Improving Reproducibility by Using High-Throughput Observational Studies With Empirical Calibration

Philos Trans A Math Phys Eng Sci. 2018 Sep 13;376(2128):20170356. doi: 10.1098/rsta.2017.0356.

Abstract

Concerns over reproducibility in science extend to research using existing healthcare data; many observational studies investigating the same topic produce conflicting results, even when using the same data. To address this problem, we propose a paradigm shift. The current paradigm centres on generating one estimate at a time using a unique study design with unknown reliability and publishing (or not) one estimate at a time. The new paradigm advocates for high-throughput observational studies using consistent and standardized methods, allowing evaluation, calibration and unbiased dissemination to generate a more reliable and complete evidence base.
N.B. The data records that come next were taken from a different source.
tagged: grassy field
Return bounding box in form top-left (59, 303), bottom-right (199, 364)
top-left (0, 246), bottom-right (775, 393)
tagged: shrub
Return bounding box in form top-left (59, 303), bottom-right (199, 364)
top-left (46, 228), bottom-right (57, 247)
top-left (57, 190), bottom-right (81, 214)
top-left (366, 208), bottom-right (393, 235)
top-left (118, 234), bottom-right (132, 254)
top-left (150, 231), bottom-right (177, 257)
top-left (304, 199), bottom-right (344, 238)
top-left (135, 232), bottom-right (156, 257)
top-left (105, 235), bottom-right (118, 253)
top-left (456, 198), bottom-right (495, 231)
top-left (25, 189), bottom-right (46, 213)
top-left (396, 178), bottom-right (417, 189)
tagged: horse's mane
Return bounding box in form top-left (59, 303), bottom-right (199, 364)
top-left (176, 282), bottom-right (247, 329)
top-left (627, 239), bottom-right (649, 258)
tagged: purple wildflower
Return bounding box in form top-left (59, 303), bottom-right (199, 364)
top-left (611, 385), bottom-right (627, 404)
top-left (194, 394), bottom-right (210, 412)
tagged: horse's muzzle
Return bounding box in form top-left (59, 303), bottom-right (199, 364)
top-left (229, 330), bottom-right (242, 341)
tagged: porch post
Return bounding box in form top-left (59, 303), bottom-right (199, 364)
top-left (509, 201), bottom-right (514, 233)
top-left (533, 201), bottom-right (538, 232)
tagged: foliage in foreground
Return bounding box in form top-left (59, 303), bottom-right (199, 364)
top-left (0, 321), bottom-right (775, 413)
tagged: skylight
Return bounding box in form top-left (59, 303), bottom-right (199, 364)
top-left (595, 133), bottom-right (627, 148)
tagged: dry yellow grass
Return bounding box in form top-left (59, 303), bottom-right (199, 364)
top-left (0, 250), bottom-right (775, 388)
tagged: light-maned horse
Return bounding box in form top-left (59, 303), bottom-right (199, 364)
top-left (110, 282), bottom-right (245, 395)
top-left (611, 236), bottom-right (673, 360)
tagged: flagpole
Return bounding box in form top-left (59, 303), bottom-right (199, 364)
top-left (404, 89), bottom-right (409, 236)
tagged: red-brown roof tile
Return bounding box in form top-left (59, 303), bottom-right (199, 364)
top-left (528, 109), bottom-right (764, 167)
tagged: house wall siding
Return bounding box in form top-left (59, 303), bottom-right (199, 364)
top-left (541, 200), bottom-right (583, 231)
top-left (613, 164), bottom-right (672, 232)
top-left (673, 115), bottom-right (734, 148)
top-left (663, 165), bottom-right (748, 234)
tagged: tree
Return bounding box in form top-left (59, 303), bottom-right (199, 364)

We demonstrate this new paradigm by comparing all depression treatments for a set of outcomes, producing 17 718 hazard ratios, each using methodology on par with current best practice. We furthermore include control hypotheses to evaluate and calibrate our evidence generation process. Results show good transitivity and consistency between databases, and agree with four out of the five findings from clinical trials. The distribution of effect size estimates reported in the literature reveals an absence of small or null effects, with a sharp cut-off at p = 0.05. No such phenomena were observed in our results, suggesting more complete and more reliable evidence.This article is part of a discussion meeting issue 'The growing ubiquity of algorithms in society: implications, impacts and innovations'.

Keywords: medicine; observational research; publication bias; reproducibility.